Winners

2022Nonfiction

All That She Carried

Publisher: Random House Publishing Group

Tiya Miles

Tiya Miles grew up in Cincinnati listening to family stories, a practice that whetted her appetite for history, sparked her scholarship and led eventually to a MacArthur “genius” grant and a faculty position at Harvard University. 

“I think the way in which I approach history comes from times I spent with my grandmother when I was a girl,” Miles told Krista Tippett for “On Being” in 2012. “When I was very young, my mother and I lived with my grandparents. And my grandmother was one of those women who just loved to tell stories. . . I recall especially the stories she told about living in Mississippi, coming north during the Great Migration, and the struggles that she faces as an African American woman, single mother, and domestic worker. Hearing how my grandmother felt so tied to her past, how she was always on that Mississippi farm that she grew up on, and in the city at the same time, influenced the way I think about the past and how near it feels to me.”

On her website, Miles describes her grandmother, Alice Stribling Banks, as “the most brilliant person I have ever known.” 

Decades into her career, Miles gave a talk in Savannah, Ga., where she was button-holed by a stranger who asked if she “knew Ashley’s sack.” Something about his urgency drew Miles’ attention. She opened a subsequent email from him that contained an image of a plain cotton sack, with these ten lines of embroidery:

My great grandmother Rose
mother of Ashley gave her this sack when
she was sold at age 9 in South Carolina
it held a tattered dress 3 handfulls of
pecans a braid of Roses hair. Told her
It be filled with my Love always
she never saw her again
Ashley is my grandmother

Ruth Middleton

1921

The cotton tote, partly stained but clearly legible, had surfaced in 2007 at a flea market outside Nashville. A shopper recognized its value and bought it, along with the other rags in the bin, for $20. Miles was able to see it on display at the Smithsonian Museum of African American History and Culture in Washington, D.C. 

“I felt compelled to write about it,” Miles said during a 2021 Harvard Radcliffe Institute talk. “It was so beautiful and terrible and concentrated and real, that I almost felt like I could fall into it. So, I changed my plans for a book that I wanted to write next.”

The result is “All That She Carried, The Journey of Ashley’s Sack, a Black Family Keepsake,” Miles’ sixth book and one of the most lauded titles of 2021. It centers the love and creativity of a Rose packing an emergency parcel for a daughter she would not see again. 

Miles stresses that Rose’s choices covered food, clothing, and shelter: pecans are nutrient-dense and were valuable enough to trade; a spare dress and the sack itself that was big enough so a 9-year-old could climb inside or improvise it into a barrier in the rain. The braid served as a spiritual connector between mother and daughter, as well as a tangible sign of Rose’s autonomy. 

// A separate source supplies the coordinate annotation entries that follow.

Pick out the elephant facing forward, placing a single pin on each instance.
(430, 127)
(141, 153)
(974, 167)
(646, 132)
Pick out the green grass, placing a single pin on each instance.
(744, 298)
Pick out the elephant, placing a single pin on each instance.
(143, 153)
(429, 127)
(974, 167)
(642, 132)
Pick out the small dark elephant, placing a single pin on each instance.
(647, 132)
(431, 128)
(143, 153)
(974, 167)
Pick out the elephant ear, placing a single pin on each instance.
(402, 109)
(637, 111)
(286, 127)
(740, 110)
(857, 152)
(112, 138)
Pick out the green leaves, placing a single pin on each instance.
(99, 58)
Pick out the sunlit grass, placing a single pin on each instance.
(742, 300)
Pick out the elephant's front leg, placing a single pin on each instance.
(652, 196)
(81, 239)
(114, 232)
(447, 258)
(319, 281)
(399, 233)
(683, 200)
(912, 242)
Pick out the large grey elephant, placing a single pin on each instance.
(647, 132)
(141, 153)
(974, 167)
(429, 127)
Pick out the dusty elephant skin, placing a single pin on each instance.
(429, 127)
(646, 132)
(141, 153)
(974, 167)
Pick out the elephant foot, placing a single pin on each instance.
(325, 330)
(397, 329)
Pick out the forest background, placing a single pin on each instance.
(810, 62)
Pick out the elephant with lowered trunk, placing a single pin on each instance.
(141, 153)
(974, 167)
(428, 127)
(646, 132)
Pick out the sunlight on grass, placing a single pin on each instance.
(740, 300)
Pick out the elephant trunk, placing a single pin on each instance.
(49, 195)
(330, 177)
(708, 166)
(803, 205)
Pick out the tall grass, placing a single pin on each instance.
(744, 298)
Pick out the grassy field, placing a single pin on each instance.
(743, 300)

 “Technically, Rose didn’t own her hair – she didn’t own her body; her enslaver did,” Miles said at the Radcliffe lecture. “So, for Rose to actually cut her own hair and give it to her daughter meant taking possession of her own body.” The gift “represented the message of that independence, that was being conveyed to Ashley.” 

As a scholar, Miles needed her own resourcefulness to surmount the paucity of documents about Rose and Ashley and Black women in bondage. It would be unethical, Miles said, to default to the perspective of the enslavers. So, she built her text out of careful research: the sack, she notes, “is at once a container, carrier, textile, art piece and record of past events.”

Miles layers in historical letters, photographs, and oral histories from women of the period, and about Charleston itself, as well as the material history of cotton. She read widely in the literature that imagines Black women’s lives during the eras in question. 

The result, notes Annette Gordon-Reed, an Anisfield-Wolf winning historian, “is a brilliant exercise in historical excavation and recovery, a successful strike against the traditional archives’ erasure of the lives of enslaved African-American women.”

Anisfield-Wolf Juror, historian Simon Schama, said the book “made me think in fresh ways about this long and difficult and challenging history. I’m very grateful to Tiya Miles for allowing us all to read this quite beautiful and important book.”

Miles earned a degree in Afro-American studies from Harvard, a master’s in women’s studies from Emory University and a doctorate in American studies at the University of Minnesota. 

In the interview with Tippett, Miles said, “I’m thinking now about this wonderful line at the end of Toni Morrison’s ‘Beloved,’ which is really influential for me in thinking about my scholarship. This is the line where the narrator says this was not a story to pass on. You can read that in two ways: You can read that this was not a story to tell again, to pass on, or this was not a story to be missed. I think that these kinds of stories that my grandmother told me, you heard from your family history, have both those elements in them. We need them, we want to explore them and yet we know that, in some ways they might be dangerous.”

Miles and her husband, the scholar Joseph P. Gone, live in Cambridge, Mass., with their three children.